EL VERANO QUE PENSÉ QUE SERÍA DIVERTIDO VER TODOS LOS ESTRENOS DE ANIME DE LA TEMPORADA PERO QUE, PRONTO, ME DI CUENTA DE MI TREMENDO ERROR CUANDO VI LA CANTIDAD DE SERIES QUE SE ESTRENABAN ESTE MES Y LO COMPARÉ CON LA EXTREMADAMENTE LIMITADA CANTIDAD DE HORAS LIBRES QUE EL CAPITALISMO DEL SIGLO XXI ME PERMITE TENER TODOS LOS DÍAS – PARTE 3

 

  1. Akaneko Ramen (TRES EPISODIOS)

                 Estoy consciente de que una serie que trata única y exclusivamente sobre gatitos bonitos manteniendo un restaurante de ramen donde ellos preparan las sopas debería emocionarme muchísimo más de lo que lo hace. Para que quede claro, sí que me emociona la idea. Tener la oportunidad de mirar gatitos bonitos en cualquier medio, ya sea dibujos, YouTube, animación, verlos en la vida real; siempre es la mejor opción posible. Siempre. Y, aun así, no he llegado a sentir que ver Akaneko Ramen deba ser mi prioridad esta temporada. Simplemente no me llena el corazón tanto como yo esperaba.

                  No es ni siquiera alguna situación de publicidad engañosa. Literalmente la serie toma lugar casi enteramente dentro del establecimiento de ramen, y todo el tiempo estamos viendo a alguno de los gatitos hacer como que son humanos y pueden llevar a buen término un negocio de este tipo. Ahí está una atendiendo como mesera, allá está un gato cocinando ramen, por allá hay un tigre preparando fideos. Esa es toda la serie. Gatos bonitos haciendo cosas bonitas. Eso es todo. El diseño de los gatitos también es en exceso tierno. Esas criaturas fueron creadas para vender millones de yenes de merchandising a lo largo y ancho de nuestro plano mundo. Es más, yo siento la tentación de hacerme de peluches oficiales de estos michitos para dormir aplastado por la felpa de esos objetos.

                  Es más, incluso las historias presentadas en los episodios suelen ser divertidas.
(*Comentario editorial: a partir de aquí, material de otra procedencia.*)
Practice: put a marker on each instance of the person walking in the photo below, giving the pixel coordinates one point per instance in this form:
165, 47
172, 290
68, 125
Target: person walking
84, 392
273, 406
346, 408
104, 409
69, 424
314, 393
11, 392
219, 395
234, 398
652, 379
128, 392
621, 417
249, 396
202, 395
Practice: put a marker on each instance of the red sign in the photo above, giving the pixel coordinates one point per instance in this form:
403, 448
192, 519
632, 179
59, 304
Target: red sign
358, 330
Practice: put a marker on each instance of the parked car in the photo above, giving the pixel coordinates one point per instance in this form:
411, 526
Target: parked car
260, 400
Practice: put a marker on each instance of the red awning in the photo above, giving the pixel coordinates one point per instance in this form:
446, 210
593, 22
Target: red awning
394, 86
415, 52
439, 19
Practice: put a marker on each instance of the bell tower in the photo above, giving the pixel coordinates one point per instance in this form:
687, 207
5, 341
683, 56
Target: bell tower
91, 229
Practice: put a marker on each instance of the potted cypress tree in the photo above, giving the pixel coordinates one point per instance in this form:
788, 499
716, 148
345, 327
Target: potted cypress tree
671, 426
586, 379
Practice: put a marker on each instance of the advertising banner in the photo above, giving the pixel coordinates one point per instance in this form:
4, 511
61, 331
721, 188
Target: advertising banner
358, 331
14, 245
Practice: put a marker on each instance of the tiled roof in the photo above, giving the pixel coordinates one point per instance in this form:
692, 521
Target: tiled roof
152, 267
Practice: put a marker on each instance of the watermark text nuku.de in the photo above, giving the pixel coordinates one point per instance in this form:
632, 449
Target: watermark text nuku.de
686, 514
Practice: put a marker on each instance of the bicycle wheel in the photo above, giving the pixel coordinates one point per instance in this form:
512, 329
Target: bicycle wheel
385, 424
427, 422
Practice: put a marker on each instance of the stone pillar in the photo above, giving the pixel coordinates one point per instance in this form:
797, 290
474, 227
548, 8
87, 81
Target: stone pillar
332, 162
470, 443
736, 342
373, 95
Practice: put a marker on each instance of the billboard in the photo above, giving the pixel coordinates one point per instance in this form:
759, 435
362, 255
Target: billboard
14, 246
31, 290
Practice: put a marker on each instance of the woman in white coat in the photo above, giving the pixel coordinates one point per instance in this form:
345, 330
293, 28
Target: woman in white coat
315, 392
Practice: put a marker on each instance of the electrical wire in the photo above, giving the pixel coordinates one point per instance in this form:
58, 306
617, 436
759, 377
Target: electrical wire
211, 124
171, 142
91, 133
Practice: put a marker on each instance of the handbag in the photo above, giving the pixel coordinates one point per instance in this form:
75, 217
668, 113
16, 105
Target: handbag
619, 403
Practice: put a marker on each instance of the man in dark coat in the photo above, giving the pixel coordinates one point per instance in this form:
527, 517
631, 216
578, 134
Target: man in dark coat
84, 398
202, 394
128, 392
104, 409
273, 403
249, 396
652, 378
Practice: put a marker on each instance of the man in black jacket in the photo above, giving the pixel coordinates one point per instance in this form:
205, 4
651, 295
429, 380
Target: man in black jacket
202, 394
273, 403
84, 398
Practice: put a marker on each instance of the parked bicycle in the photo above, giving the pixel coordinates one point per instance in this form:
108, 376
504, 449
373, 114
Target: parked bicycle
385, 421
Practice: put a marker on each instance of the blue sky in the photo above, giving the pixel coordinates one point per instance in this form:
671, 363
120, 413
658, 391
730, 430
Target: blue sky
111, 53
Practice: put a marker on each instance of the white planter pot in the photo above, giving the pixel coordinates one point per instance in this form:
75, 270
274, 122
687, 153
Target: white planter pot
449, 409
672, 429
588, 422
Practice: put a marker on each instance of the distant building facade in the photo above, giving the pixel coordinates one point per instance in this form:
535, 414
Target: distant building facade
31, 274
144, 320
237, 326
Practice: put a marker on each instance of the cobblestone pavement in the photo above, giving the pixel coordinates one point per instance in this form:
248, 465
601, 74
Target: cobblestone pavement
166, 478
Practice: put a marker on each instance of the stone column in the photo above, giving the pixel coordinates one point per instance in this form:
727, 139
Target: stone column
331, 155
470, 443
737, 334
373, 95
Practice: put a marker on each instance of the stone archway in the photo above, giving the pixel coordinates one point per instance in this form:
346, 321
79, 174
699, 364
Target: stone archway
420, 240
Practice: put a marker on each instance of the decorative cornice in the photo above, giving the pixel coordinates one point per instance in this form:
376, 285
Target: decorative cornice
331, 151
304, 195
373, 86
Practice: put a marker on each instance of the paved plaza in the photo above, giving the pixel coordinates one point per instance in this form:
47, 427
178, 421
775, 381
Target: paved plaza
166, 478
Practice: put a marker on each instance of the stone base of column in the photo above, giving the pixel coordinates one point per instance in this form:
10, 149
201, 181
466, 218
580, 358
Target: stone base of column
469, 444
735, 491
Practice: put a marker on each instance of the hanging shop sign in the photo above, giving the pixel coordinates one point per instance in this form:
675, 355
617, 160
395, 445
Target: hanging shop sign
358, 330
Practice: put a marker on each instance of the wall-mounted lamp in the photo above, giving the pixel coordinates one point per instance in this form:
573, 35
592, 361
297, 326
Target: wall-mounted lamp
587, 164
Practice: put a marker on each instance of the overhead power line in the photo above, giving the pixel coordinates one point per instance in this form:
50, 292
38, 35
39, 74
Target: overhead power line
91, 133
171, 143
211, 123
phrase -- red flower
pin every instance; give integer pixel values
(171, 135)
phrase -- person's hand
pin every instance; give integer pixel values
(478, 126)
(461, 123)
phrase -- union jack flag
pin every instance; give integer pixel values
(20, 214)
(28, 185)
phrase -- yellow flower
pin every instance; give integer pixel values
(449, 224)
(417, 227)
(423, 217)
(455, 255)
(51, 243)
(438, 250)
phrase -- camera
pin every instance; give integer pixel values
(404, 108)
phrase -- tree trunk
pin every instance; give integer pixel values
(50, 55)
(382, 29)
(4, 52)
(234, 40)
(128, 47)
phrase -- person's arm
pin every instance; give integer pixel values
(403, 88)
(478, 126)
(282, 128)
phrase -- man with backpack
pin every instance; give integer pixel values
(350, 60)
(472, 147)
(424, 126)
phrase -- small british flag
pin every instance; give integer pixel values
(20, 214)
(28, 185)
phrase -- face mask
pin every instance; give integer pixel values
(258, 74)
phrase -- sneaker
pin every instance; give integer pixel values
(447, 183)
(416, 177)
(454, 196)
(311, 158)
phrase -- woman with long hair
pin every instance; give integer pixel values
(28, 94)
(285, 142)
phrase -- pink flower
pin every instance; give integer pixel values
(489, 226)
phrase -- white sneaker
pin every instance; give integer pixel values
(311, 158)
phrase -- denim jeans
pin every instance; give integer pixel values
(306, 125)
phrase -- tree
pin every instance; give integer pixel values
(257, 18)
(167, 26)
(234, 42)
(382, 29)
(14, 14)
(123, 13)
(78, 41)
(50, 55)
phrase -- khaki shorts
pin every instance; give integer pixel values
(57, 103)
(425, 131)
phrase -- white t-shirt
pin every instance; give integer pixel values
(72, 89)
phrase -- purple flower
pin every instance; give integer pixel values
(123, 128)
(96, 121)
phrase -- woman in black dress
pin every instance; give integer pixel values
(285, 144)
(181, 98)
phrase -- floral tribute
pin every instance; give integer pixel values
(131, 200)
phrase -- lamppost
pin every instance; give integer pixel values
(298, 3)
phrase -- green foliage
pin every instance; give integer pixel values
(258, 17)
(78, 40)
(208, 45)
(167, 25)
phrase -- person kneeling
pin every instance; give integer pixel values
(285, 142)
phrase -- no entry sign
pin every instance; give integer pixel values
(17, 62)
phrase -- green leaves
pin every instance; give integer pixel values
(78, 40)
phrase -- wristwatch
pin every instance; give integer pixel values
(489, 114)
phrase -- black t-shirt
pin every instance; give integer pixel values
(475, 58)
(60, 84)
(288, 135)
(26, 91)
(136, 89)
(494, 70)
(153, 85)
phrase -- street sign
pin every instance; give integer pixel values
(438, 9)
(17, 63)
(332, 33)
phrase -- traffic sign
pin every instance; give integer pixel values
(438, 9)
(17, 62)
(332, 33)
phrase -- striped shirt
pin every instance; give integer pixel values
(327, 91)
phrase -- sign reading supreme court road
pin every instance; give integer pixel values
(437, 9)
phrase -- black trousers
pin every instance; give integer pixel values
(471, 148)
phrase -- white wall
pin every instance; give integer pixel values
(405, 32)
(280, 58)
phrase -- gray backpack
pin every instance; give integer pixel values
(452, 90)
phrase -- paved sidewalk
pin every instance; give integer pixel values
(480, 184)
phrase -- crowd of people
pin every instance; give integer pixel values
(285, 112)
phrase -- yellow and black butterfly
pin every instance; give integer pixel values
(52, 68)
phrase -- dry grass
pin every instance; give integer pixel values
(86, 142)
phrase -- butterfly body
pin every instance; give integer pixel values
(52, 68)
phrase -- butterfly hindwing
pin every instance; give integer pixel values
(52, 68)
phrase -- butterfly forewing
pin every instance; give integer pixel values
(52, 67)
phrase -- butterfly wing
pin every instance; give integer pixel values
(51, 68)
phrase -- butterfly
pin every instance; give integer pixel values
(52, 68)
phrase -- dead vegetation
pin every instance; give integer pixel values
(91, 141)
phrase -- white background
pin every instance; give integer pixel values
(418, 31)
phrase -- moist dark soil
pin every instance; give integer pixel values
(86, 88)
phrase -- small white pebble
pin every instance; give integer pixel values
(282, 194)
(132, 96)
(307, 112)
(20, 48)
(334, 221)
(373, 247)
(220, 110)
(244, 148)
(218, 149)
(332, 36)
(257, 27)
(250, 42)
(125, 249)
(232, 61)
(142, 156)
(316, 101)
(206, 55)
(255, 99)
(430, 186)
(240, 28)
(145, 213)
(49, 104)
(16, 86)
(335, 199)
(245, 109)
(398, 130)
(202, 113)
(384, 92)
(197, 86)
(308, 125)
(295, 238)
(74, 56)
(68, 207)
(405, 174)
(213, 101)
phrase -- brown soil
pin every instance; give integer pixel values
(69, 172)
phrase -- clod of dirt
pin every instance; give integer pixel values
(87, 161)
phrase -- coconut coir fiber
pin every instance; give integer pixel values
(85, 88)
Hay varios chistes, tanto visuales como de situación, que funcionan excelentemente. Algunas bromas terminan sintiéndose planísimas y algunos elementos que se nota a leguas fueron creados para hacernos decir “¡AWWWW! ¡CUEROS!” apenas hacen sentir a la audiencia un “ah, qué bonis”, pero, pues, también, el staff literalmente no tiene el tiempo de vida (o el sueldo) para permitirse echarle más ganas.

                  Incluso el opening es una canción de Wednesday Campanella, uno de mis grupos favoritos actualmente.

                  Entonces, ¿POR QUÉ CUERNOS NO PUEDO AMAR ESTA SERIE TANTO COMO DEBERÍA?     

                  Porque está animada en CGI. Un CGI horrible, que se ve sin vida, sin alma. Es como si cada animación, cada movimiento, tuviera el mismo appeal que los ojos muertos de todos los personajes de El Expreso Polar… pero con 1/89 del presupuesto. El estilo visual se ve tan poco atractivo que, incluso la idea de ver michitos hacer cosas tiernas por 23 minutos a la semana no se me antoja divertido.

  1. Sakuna: Of Rice And Ruin (CUATRO EPISODIOS)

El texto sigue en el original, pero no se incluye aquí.